Wednesday, March 23, 2011
There are two new pieces on SSRN that touch on judicial takings. First, John Martinez (Utah) has posted No More Free Easements: Judicial Takings for Private Necessity. Martinez writes, "This article bridges the fields of constitutional judicial takings and the common law of easements that arise because of private necessity. The article suggests that the law of takings requires payment when a court declares that an easement should be established because of private necessity."
Second, Amnon Lehavi (Radzyner) has submitted Judicial Review of Judicial Lawmaking (Minnesota Law Review). Here's the abstract:
“It would be absurd to allow a State to do by judicial decree what the Takings Clause forbids it to do by legislative fiat… the particular state actor is irrelevant.” Justice Scalia’s statement in the Stop the Beach Renourishment case, made as a basis for recognizing a “judicial taking” doctrine in constitutional property law, may have overreaching jurisprudential consequences. These implications involve not only the allocation of powers among the different branches of government and the modern role of courts as rule-makers, especially in common law doctrines. This recent opinion also bears significantly on what one may term the “judicial review of judicial lawmaking.”
While this term may initially seem odd, it represents a crucial dilemma about the role that the U.S. Supreme Court should play in reviewing certain types of state court actions.
Assume that a state court of last resort alters the state adverse possession doctrine, by eliminating the requirement that the possession has to be “continuous for the statutory period,” an element that had been set up in its previous case law - in a manner that systematically impacts the rights of landowners. When the U.S. Supreme Court reviews a subsequent judicial taking case, should it simply step in for the state court in finding “what the law is” and, in appropriate cases, say that the state court was wrong, as is the case with conventional appeals within the judicial branch? Or should the Court engage in the “classic” type of judicial review that often defers to the policymaker, as if it were examining a legislative or administrative provision? If we recognize the state judiciary as lawmaker, should it indeed receive no special treatment by the Court?
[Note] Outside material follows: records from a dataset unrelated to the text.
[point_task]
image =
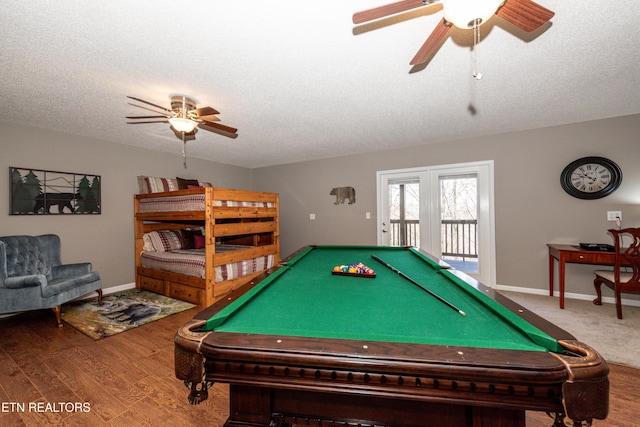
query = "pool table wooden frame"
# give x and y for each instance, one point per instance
(278, 380)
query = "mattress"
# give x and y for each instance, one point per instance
(192, 262)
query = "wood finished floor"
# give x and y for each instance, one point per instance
(128, 379)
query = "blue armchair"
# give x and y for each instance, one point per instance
(32, 276)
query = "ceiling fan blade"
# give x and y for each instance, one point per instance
(432, 44)
(149, 103)
(525, 14)
(205, 111)
(389, 9)
(149, 109)
(219, 126)
(148, 121)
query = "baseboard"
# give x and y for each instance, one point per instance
(567, 295)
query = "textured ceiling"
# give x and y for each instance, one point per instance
(300, 81)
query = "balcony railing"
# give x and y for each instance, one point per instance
(405, 233)
(459, 236)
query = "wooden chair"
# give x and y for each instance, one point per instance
(621, 279)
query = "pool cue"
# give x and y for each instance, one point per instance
(395, 270)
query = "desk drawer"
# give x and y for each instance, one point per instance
(590, 257)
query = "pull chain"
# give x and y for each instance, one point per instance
(476, 41)
(184, 151)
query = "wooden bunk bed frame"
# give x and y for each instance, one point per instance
(257, 227)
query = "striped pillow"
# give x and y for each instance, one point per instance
(150, 184)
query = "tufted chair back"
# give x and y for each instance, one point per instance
(25, 256)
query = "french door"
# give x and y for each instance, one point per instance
(446, 210)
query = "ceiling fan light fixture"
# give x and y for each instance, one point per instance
(469, 13)
(182, 124)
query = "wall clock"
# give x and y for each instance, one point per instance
(591, 178)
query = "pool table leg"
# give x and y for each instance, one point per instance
(251, 406)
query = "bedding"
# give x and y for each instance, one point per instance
(190, 202)
(192, 262)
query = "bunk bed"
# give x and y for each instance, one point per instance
(199, 244)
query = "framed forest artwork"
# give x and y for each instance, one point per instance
(42, 192)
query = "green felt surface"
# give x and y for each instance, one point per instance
(305, 299)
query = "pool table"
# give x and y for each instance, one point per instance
(302, 346)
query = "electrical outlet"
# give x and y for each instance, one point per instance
(614, 215)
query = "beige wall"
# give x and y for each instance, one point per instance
(106, 239)
(530, 206)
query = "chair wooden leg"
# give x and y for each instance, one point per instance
(56, 310)
(618, 303)
(597, 283)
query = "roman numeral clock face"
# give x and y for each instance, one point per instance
(591, 178)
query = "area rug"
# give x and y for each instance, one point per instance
(121, 311)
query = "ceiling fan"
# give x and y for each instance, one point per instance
(466, 14)
(184, 118)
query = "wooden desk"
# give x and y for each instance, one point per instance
(570, 253)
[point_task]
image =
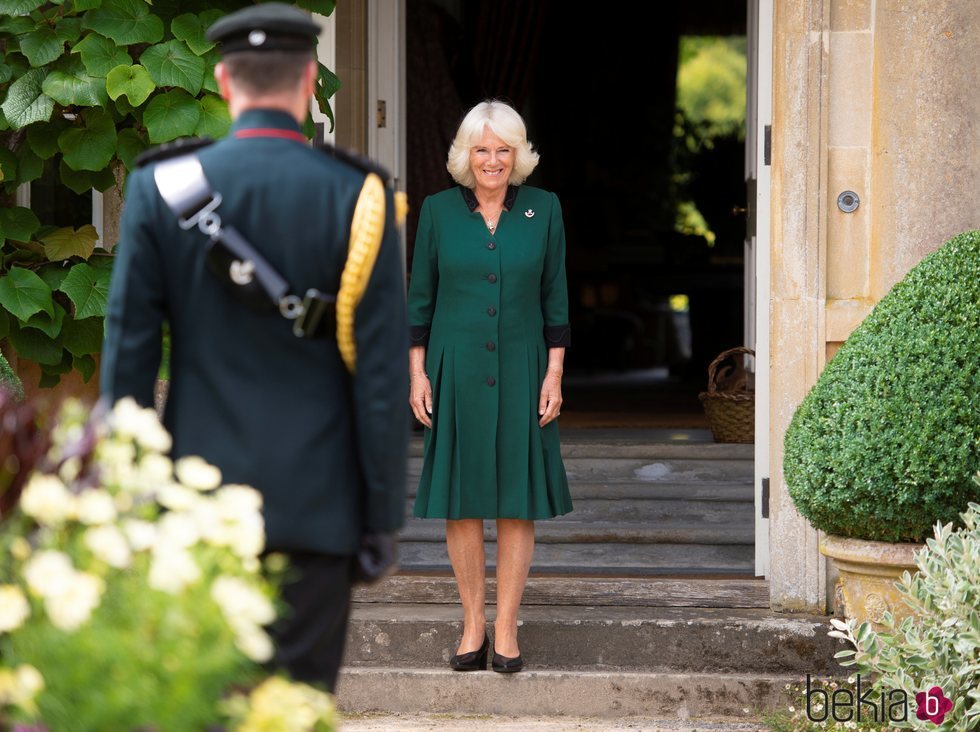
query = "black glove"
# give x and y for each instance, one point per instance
(376, 559)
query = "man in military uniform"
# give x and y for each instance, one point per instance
(326, 447)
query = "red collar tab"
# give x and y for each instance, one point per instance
(272, 132)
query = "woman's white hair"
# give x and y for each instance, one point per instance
(503, 121)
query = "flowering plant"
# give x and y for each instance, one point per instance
(132, 595)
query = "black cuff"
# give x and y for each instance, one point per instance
(558, 336)
(418, 335)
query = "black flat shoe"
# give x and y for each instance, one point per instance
(472, 661)
(505, 665)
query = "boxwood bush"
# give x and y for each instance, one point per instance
(887, 441)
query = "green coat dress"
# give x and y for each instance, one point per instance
(487, 308)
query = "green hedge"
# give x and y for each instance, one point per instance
(887, 441)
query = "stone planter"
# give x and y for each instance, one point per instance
(868, 572)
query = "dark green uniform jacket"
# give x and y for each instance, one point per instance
(488, 306)
(271, 410)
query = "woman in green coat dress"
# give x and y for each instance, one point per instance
(488, 306)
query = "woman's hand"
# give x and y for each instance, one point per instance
(421, 398)
(549, 405)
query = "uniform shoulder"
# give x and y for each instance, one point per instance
(172, 149)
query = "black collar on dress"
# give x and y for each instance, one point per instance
(470, 197)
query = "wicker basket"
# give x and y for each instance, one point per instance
(729, 403)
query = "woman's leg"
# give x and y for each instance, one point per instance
(464, 539)
(515, 547)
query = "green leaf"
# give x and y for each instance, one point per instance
(174, 64)
(171, 115)
(18, 223)
(134, 82)
(33, 345)
(100, 55)
(191, 28)
(68, 242)
(323, 7)
(23, 293)
(43, 138)
(81, 181)
(88, 289)
(29, 166)
(215, 120)
(129, 144)
(85, 365)
(90, 147)
(47, 324)
(70, 84)
(26, 103)
(19, 7)
(45, 44)
(125, 22)
(82, 337)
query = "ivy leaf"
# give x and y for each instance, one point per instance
(100, 55)
(174, 64)
(26, 103)
(68, 242)
(70, 84)
(18, 223)
(125, 22)
(47, 324)
(215, 120)
(45, 44)
(23, 293)
(323, 7)
(43, 138)
(82, 337)
(33, 345)
(88, 289)
(19, 7)
(171, 115)
(191, 29)
(82, 181)
(132, 81)
(90, 147)
(128, 146)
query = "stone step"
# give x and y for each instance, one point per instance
(632, 639)
(647, 511)
(572, 530)
(605, 558)
(617, 490)
(594, 591)
(563, 693)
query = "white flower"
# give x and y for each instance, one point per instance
(96, 506)
(194, 472)
(177, 497)
(141, 534)
(172, 569)
(48, 500)
(48, 572)
(241, 603)
(72, 608)
(109, 544)
(14, 608)
(255, 643)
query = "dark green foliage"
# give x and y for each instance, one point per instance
(887, 442)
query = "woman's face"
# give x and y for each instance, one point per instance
(491, 160)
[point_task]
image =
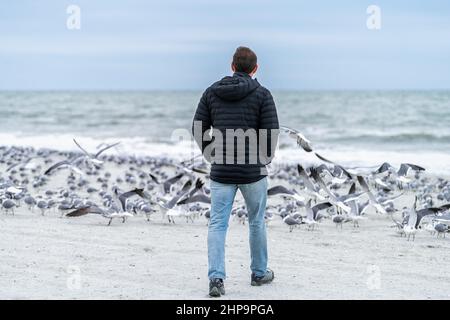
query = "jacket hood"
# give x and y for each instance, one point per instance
(235, 87)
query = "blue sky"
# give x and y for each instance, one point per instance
(179, 44)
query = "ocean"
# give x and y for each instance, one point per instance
(350, 127)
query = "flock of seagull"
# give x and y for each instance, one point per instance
(144, 186)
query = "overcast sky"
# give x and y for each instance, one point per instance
(180, 44)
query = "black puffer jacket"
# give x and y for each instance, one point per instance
(237, 102)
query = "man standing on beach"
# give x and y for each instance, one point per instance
(237, 108)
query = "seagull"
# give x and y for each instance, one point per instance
(372, 198)
(106, 213)
(167, 185)
(414, 219)
(312, 213)
(115, 211)
(356, 212)
(169, 208)
(441, 229)
(94, 157)
(300, 138)
(9, 206)
(66, 164)
(281, 190)
(338, 219)
(309, 186)
(332, 198)
(291, 222)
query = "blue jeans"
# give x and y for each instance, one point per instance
(222, 198)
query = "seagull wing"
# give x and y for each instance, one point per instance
(56, 165)
(170, 181)
(106, 148)
(124, 196)
(308, 183)
(81, 148)
(85, 210)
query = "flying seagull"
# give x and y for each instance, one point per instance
(300, 138)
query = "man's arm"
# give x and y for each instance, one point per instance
(269, 121)
(201, 123)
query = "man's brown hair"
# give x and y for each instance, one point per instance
(244, 60)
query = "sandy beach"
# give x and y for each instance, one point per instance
(48, 257)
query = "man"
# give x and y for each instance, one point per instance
(237, 108)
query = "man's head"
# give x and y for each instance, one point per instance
(244, 60)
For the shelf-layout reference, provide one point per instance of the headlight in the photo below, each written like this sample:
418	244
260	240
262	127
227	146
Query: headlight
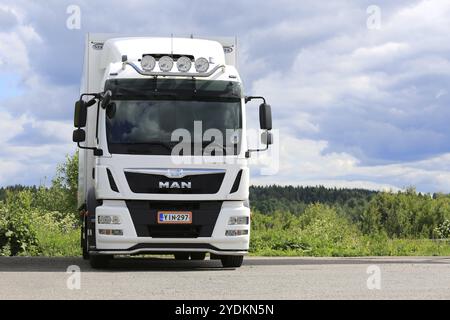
201	65
184	64
166	63
108	220
148	63
238	221
110	232
236	233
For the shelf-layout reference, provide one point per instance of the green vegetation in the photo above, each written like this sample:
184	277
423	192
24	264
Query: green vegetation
39	220
295	221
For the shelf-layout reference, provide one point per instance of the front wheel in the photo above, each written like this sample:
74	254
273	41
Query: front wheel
232	261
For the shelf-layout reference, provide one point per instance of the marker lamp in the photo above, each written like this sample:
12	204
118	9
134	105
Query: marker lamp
166	63
148	63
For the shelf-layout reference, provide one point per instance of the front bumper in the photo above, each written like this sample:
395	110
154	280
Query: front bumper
130	243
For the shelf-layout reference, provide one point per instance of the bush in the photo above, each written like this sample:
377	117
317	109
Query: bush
42	221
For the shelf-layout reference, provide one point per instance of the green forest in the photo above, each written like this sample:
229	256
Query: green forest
286	220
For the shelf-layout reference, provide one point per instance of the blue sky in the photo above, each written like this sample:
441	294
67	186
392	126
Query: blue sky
356	106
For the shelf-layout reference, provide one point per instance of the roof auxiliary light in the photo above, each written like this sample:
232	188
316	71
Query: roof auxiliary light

The purpose of this Article is not to engage in tautological exercises or to merely demonstrate incoherence in the Stop the Beach case. Rather, it seeks to identify some major, yet probably unintended, implications that result from the conceptualization of the judiciary as both lawmaker and “state actor” in a constitutional regime. In so doing, the Article offers an innovative theoretical approach, providing guidance to key dilemmas that have been left largely unresolved since the landmark Shelley v. Kraemer decision.